まりか、私と違って、毎朝毎晩愛してるって言ってほしいタイプじゃん」


季節外れの暖かさの土曜の晩、いつだかひめちゃんとワインをぐびぐび飲んだサイゼリヤで、今度はまりかはアカリと約束をしていた。


駅から歩いて10分弱、青く鮮やかな光を放つイルミネーションが、生ぬるい空気の中、かえって寒々しく見えた。
仕事が延びたアカリを待つ間に、まりかは生ビールとエスカルゴを頼んだ。
昨日の講演で、このエスカルゴがはるばるバルト三国のリトアニアから輸入されていると駐日大使が話すのを聞いて、すご食べたくなったのだ。
この週末も誘ってくれなかったタカシは、どうすごしているのだろう、別の人と会っているのだろうか。
そろそろ2杯目のビールを頼もうかというタイミングで、アカリから駅に着いたとLINEが入ったので、生ビールを2杯と小エビのサラダ、にんじんサラダ、青豆サラダを追加で注文することにした。


アカリもまりかも、酔わないと本音は出ないタイプだ。
ビールに続いて、赤ワインの500mlデキャンタとマルゲリータピザを頼み、4月に地方転勤になったアカリのいちばん上の息子の話や、失業中の娘の話、親の介護の話などを話しながらウォームアップする。
13歳からのつき合い、おたがいの子どもたちはもちろん、両親やきょうだい、元配偶者(たち)まで知っているから、自然と話は深くなる。
ふたつ目のデキャンタを頼むころ、職場の愚痴をひとしきり話し終わって、恋愛の話へと移っていった。


「で、アカリは最近、アプリはどうなの?」
「うーん、3日に一度開くくらいかな。
いいね! が来ていると、ひととおりプロフィールは見るけど、ありがとうを返そうかな、どうしようかな、と思いながらアプリを閉じる、の繰り返し」
「なるほどね」

手堅い会社に就職したと思ったら、突然、家出して同棲をはじめ、あっという間に出産したアカリは、昔から慎重で大胆なタイプだ。
らしいな、と思いながら、ワインを注ぎ足して続きを促した。


「それがさ、こないだ写真見てちょっといいなと思う人がいたのね。
でも、プロフィール文がめんどくさそうなわけよ」
「どんなふうに面倒なの?」
「アプリじゃなくてすぐに直接やりとりがいいとか、連絡はマメにほしいとか、すぐに会いたい、とか」
「あー、ね。
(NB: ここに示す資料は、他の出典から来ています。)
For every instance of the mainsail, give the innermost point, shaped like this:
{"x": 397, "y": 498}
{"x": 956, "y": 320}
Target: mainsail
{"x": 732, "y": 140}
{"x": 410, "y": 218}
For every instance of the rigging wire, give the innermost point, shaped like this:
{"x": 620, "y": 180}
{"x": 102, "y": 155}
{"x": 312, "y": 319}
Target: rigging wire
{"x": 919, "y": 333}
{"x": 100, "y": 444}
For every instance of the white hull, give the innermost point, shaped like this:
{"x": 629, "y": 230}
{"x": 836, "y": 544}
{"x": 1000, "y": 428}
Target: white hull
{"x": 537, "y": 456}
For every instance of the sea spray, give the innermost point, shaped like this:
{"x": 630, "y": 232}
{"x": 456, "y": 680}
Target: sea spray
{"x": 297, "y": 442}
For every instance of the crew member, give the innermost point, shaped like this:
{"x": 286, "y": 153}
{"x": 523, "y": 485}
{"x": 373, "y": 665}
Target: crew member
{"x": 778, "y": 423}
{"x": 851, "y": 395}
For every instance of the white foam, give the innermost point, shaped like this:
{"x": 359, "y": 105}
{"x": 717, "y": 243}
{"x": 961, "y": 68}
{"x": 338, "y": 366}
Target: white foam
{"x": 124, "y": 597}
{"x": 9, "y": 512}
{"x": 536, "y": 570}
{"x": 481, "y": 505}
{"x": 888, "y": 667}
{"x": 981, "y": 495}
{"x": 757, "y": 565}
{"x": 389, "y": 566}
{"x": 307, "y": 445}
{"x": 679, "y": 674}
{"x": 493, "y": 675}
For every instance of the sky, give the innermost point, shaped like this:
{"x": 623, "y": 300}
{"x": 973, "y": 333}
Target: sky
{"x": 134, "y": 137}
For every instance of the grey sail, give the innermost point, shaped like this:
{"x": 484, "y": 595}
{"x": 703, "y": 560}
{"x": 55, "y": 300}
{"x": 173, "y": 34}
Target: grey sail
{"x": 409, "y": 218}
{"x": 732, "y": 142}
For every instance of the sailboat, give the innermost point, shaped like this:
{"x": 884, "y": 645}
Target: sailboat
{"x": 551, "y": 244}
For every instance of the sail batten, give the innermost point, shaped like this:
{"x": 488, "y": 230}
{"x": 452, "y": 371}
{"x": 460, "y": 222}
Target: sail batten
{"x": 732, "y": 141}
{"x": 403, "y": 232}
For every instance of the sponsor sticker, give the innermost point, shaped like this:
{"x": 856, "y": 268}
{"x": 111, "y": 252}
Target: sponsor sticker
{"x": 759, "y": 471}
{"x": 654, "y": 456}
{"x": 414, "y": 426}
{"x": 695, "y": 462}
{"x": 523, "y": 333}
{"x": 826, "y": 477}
アカリはあんまり連絡が頻繁だと、うっとうしくなっちゃうもんね」
「そ。次に会う約束があれば、朝はおはようスタンプ、夜はおやすみのスタンプがあれば十分なのよ、私」


そうなのだ。アカリはまりかと違って、朝晩のアイラブユーは必要としない人だ。
アカリの元カレのタケちゃんは、毎晩、電話をかけてくるタイプだった。
対するアカリは、昔から電話は苦手で、着信があると文字で返信をして、結局、コロナで会えなくなってうまくいかなくなっちゃったっけ。


「で、その人から毎晩、足あとがつくのよ」
「うわ、それは面倒くさい」
「それが何週間も」


まりかは、同じようにしつこく足あとをつけられ、後味の悪い思いをした焚き火の好きなJUNさんを思い出した。

まるでゲームのように足あとごっこをする殿方に、ろくな奴はいないと思う。

「で、あまりにしつこかったから、好奇心もあってありがとうって戻したのよね」
「マッチしたんだ?」
「うん。あれこれ条件ばかり出してるけど、どれかは妥協するだろうと思ってさ」
「妥協ねえ」
「案の定、いきなりLINEを教えてくれって言ってきたから、ごめんなさいお会いするまでは教えないんです、って返事をしたのよ」
「そりゃそうだ。で?」
「そしたら、奴、ひどいんだよ。
『わかりました。では僕をブロックしてください』って言うの。
自分でいいねしてきたんだよ?
そもそも、奴が私をブロックすればいいだけの話じゃん」
「そうだよねえ」


アカリは、くいっとグラスのワインを飲み干した。絶好調である。
黒目がちな瞳と、去年の夏に金髪にしたショートカットが引き立てる色白のほおに、ほんのり赤みが加わる。
色っぽい。
舌がすっかりほぐれたアカリが、話を続ける。


「ブロックしてください、に心が折れたのよ。
自分でアプローチしてきたくせに、私から切れって自分を何さまだと思っているのよ」
「本当に面倒な殿方ね。関わる前に切れてよかったじゃん」
「それはそうだけどさ。
いいねしてきても、私に執着していないということに、ショックを受けたんだよね」
「あー、わかる」
「女性はそれなりに選んでからいいねに返事をするけど、殿方は手当たり次第、いいねをばらまいているんだよね。
悩んでいた時間、損しちゃったよ」


まりかは、3度目のデートで体を重ねたとたんに扱いがぞんざいになったタカシのことを思い浮かべた。
彼も別に、まりかでなくてもよかったのだろう。
初めて会った日に手をつないだことも、2度目のデートでキスしたことも、別にまりかでなくてもよかったのだろう。
たまたま、三が日で暇なときにまりかとマッチしたから、恋したつもりになっただけなのかもしれない。
アカリはさらに話し続ける。


「私ね、マッチングアプリは心に余裕がなさすぎても、ありすぎても無理」
「余裕があってもダメなの?」
「うん。余裕があるとそもそも、男なんていらないじゃん。
仕事とか、家のこととか、心に余裕がない一歩手前、くらいの状態だとアプリに走りたくなるんだよね」
「現実逃避?」
「そうそう。余裕があると男が必要なくなっちゃうの」


たしかにそうかもしれない、と、まりかも思った。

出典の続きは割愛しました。